A ex-presidente da Abrasco, Guilnar Azevedo relembrou o desmonte que o SUS sofreu nos últimos anos com a falta de investimento público e a deliberada descontinuidade de uma série de políticas, mas também a importância e a visibilidade que ele ganhou junto à população no enfretamento à pandemia. “Onde eu vou agora tento convencer as pessoas do porquê o Brasil precisa do SUS. Hoje, a luta pelo SUS, de certa forma, retoma a luta da reforma sanitária, em outras bases, é claro. Mas novamente nos vemos diante da necessidade de lutarmos por um SUS forte, integral e para todos”, observa Gulnar.
SUS pode alavancar a indústria brasileira
“As vacinas do Butantan e da Fiocruz não surgiram do nada. Havia uma ciência básica, resultado de anos de investimento. A ocasião para esse debate é perfeita.
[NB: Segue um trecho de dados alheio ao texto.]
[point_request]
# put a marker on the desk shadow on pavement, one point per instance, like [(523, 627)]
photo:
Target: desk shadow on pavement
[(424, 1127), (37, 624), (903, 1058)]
Está na hora do país investir no desenvolvimento de uma indústria na área da saúde e não simplesmente entregar para a indústria estrangeira resolver os nossos problemas”, destacou a presidente da Academia Brasileira de Ciências (ABC), Helena Nader, durante uma mesa que aconteceu no dia anterior (27/7), no mesmo evento, e contou com o vice-presidente de Produção e Inovação em Saúde da Fiocruz, Marco Krieger, como moderador, o presidente da SBPC, Renato Janine Ribeiro, e o Líder da Mobilização Empresarial pela Inovação (MEI), Pedro Wongtschowski.
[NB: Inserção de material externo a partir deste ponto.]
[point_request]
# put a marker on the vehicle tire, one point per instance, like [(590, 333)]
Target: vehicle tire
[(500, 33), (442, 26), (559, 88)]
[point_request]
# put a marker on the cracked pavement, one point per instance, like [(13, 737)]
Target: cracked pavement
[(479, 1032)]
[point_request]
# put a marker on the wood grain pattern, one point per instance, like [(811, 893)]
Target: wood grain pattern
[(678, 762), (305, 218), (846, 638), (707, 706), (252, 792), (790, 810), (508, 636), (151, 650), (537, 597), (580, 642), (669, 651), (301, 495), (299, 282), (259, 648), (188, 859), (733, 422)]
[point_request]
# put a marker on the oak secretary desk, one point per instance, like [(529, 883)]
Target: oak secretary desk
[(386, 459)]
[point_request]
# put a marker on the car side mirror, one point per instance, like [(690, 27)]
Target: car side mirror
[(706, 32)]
A presidente da ABC reconheceu o esforço e a resposta eficiente da ciência e das instituições científicas no enfrentamento à pandemia, especialmente as universidades públicas, o Instituto Butantan e a Fiocruz, mas alerta para a necessidade de investimentos no médio e longo prazo.
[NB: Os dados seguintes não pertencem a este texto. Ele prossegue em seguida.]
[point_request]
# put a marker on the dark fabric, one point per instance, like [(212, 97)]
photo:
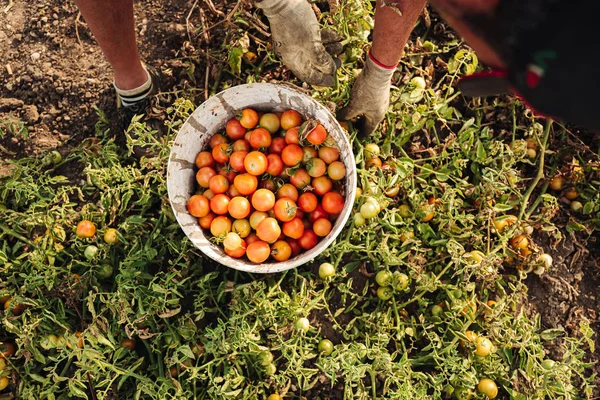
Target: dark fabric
[(552, 49)]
Para o vice-presidente da Fiocruz, a indústria na área da saúde ou o Complexo Econômico-Industrial da Saúde (Ceis), como é conhecido, tem um diferencial de alavancagem no Brasil: o Sistema Único de Saúde. Com uma base de usuários de mais de 200 milhões de brasileiros para atender (SUS) e um comprador garantido que visa o bem-estar da população e não o lucro (Estado), o Ceis pode encontrar a fórmula perfeita para estimular o fortalecimento e o crescimento da indústria nacional. “Temos um sistema universal que tem um poder de compra para alavancar o Complexo Econômico-Industrial da Saúde. Temos que unir a boa ciência que se faz no brasil com o sistema de inovação” destacou Marco Krieger.
O tema da inovação e dos desafios na transformação da cadeia produtiva nacional movimentou o debate científico (foto: Divulgação)
Pedro Wongtschowski lembra ainda da conquista recente deste ano pela recomposição integral dos recursos do Fundo Nacional de Desenvolvimento Científico e Tecnológico (FNDCT), considerada a principal fonte de financiamento à inovação do país. “Embora a indústria tenha estado estagnada nos últimos anos, ainda é o setor que mais investe em ciência, tecnologia e inovação. Se olhamos para o setor da saúde, existem muitas oportunidades. O grande diferencial, como já falaram é o poder de compra do estado, com o SUS. E agora, depois de muita luta, temos R$ 10 bilhões de reais no Fundo Nacional e precisamos estar vigilantes para o uso adequado e estratégico desses recursos”, argumenta Wongtschowski.